Illawarra Shoalhaven Local Health District Chief Executive Margot Mains said she couldn't comment on individual submissions, but that the district was "committed to listening to and learning from women about their experiences of maternity care".
"This inquiry provides us with another important opportunity to hear from women who are willing to share very personal experiences to help contribute to sustainable improvements to maternity services," she said.
She said there was a "continuing service redesign" for maternity services, with the inquiry allowing the district to "use the voices of women and families to ensure that the journey we are undertaking creates a service that suits local needs and expectations".
She said "safe, collaborative and woman-centred maternity care" is the highest priority of our maternity services".

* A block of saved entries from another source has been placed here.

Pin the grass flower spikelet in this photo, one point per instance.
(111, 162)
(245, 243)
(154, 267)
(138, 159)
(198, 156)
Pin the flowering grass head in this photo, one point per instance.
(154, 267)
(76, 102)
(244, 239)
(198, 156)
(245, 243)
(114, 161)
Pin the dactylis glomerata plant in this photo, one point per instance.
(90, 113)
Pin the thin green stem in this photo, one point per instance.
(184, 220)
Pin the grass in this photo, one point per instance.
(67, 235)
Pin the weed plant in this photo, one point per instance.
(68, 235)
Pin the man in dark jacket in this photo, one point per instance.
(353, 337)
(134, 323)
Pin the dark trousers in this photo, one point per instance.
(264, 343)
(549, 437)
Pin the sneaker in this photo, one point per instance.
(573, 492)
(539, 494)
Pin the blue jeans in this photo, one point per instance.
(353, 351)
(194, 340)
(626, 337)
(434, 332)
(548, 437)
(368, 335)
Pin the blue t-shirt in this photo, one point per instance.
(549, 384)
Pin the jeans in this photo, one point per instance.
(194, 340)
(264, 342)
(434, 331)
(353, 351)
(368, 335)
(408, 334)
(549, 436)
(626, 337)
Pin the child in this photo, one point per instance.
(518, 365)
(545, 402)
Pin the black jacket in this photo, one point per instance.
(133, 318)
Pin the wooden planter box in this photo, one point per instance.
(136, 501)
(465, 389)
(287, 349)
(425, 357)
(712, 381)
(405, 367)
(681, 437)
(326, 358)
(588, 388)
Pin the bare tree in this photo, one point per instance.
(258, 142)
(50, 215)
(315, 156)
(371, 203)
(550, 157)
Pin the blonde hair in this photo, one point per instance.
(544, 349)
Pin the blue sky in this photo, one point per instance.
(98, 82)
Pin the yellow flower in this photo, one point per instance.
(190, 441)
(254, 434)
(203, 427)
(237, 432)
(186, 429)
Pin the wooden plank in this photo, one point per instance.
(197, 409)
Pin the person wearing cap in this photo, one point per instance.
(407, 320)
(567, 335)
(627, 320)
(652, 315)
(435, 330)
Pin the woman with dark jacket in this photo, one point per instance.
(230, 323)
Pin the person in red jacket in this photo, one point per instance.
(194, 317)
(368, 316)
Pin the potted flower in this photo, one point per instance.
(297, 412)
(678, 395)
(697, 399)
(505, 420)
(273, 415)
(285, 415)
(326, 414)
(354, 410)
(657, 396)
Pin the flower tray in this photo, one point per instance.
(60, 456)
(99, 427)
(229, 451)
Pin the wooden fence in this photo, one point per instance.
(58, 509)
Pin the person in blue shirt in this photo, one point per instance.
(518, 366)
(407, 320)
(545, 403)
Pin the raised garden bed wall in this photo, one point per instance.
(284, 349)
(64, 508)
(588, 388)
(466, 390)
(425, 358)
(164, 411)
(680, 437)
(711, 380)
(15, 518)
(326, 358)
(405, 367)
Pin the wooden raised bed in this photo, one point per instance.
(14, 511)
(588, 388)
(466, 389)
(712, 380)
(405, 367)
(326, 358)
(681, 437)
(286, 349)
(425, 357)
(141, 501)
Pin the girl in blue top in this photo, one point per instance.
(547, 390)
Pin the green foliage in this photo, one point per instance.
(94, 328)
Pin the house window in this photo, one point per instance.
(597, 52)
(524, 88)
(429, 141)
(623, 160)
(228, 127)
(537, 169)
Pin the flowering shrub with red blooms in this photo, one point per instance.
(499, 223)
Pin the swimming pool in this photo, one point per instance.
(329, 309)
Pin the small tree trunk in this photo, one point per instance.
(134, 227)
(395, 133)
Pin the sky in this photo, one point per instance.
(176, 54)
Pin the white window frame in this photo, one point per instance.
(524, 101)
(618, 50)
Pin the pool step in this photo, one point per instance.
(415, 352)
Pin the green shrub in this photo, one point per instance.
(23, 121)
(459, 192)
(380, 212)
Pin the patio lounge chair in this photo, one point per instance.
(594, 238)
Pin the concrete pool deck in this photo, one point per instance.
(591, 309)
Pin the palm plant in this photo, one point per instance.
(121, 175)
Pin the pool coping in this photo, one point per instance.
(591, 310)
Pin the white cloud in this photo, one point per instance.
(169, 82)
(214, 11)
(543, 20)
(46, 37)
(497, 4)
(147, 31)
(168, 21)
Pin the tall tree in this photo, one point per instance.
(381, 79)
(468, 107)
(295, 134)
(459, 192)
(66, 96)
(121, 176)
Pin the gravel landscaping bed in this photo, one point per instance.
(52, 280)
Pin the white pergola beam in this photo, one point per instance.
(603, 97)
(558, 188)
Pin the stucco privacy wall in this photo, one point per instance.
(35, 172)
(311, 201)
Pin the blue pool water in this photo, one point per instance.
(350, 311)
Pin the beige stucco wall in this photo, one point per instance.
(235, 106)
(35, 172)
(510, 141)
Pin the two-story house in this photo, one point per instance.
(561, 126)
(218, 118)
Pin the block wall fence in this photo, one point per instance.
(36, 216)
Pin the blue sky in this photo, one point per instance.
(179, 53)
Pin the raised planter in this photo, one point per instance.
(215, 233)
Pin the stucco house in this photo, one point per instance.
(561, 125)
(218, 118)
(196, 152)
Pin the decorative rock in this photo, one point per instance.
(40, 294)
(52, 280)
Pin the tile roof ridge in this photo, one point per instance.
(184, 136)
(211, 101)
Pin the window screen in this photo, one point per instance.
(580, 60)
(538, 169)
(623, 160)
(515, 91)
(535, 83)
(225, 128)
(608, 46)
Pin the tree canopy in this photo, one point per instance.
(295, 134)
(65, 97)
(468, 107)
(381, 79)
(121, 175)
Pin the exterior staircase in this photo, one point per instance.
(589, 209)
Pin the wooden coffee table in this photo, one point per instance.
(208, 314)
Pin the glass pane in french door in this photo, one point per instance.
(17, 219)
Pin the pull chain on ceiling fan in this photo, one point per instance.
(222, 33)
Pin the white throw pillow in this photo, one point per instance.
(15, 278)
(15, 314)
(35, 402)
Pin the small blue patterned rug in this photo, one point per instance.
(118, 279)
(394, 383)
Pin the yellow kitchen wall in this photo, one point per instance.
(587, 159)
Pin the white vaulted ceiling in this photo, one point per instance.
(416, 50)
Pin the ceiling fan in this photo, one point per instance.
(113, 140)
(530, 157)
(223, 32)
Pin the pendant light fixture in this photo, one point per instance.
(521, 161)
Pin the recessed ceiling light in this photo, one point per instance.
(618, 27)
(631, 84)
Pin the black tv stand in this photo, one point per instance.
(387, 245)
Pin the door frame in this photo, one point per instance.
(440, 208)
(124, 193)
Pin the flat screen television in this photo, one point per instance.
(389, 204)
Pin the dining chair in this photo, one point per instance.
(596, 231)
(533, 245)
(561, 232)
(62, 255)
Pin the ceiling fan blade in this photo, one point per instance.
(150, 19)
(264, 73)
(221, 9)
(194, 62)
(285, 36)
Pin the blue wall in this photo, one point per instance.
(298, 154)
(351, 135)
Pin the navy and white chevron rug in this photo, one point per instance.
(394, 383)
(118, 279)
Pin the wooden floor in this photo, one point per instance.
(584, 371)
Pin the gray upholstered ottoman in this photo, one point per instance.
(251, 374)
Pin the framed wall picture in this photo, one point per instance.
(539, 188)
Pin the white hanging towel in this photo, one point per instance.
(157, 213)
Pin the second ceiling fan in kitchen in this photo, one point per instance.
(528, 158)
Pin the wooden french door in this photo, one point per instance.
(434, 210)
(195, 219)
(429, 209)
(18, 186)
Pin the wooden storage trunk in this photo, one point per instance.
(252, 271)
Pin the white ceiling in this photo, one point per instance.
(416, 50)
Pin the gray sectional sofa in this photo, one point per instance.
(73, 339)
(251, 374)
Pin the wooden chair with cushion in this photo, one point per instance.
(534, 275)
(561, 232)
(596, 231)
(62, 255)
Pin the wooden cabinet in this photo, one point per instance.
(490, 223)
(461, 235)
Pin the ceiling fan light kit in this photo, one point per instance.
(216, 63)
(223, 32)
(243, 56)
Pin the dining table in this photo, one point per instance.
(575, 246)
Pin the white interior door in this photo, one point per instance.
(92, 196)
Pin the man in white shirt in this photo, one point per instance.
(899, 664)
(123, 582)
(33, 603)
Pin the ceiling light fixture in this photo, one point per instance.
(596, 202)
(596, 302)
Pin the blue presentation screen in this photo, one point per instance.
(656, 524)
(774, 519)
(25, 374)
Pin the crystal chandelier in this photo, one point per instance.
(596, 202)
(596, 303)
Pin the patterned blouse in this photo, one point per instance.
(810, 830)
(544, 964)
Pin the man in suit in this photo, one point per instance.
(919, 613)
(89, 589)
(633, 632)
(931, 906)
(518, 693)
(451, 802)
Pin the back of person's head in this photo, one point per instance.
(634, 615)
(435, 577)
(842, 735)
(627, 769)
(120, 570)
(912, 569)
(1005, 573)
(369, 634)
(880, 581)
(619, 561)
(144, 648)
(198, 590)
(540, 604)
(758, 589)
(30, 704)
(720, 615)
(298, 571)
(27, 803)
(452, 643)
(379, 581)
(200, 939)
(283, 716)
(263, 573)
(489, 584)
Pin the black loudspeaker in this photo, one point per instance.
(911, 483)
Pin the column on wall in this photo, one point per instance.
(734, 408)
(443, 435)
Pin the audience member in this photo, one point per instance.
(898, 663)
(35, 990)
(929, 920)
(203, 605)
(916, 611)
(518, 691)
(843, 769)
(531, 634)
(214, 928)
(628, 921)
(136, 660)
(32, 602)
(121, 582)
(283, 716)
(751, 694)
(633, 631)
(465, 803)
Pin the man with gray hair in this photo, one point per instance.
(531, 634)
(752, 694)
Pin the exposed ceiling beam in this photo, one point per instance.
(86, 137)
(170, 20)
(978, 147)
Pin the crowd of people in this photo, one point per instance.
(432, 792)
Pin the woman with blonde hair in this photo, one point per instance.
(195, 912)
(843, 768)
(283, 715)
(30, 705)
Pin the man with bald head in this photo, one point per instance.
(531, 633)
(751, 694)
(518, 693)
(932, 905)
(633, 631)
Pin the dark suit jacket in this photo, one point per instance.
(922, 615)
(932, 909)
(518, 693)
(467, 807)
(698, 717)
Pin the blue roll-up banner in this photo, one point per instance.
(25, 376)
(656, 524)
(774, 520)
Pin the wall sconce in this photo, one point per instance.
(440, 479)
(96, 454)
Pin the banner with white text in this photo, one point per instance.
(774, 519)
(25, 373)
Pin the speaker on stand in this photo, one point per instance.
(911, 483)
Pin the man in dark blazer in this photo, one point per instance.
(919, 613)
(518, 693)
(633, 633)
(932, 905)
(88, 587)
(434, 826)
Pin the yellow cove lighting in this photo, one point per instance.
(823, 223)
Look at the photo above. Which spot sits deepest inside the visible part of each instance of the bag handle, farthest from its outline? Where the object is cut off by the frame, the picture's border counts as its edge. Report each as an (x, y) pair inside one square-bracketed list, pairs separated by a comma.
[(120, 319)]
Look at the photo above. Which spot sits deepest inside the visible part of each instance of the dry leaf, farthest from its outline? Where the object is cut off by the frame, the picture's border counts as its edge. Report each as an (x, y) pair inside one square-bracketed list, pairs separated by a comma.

"We value our team of skilled and professional midwifery and obstetric clinicians and the contribution they make to local women and families," she said.
"Our staff work incredibly hard to deliver quality and safe services and many women who use our maternity service report a positive experience."
Ms Mains said the district took a zero-tolerance approach to allegations of bullying and had done "significant work around staff behaviours and organisational culture".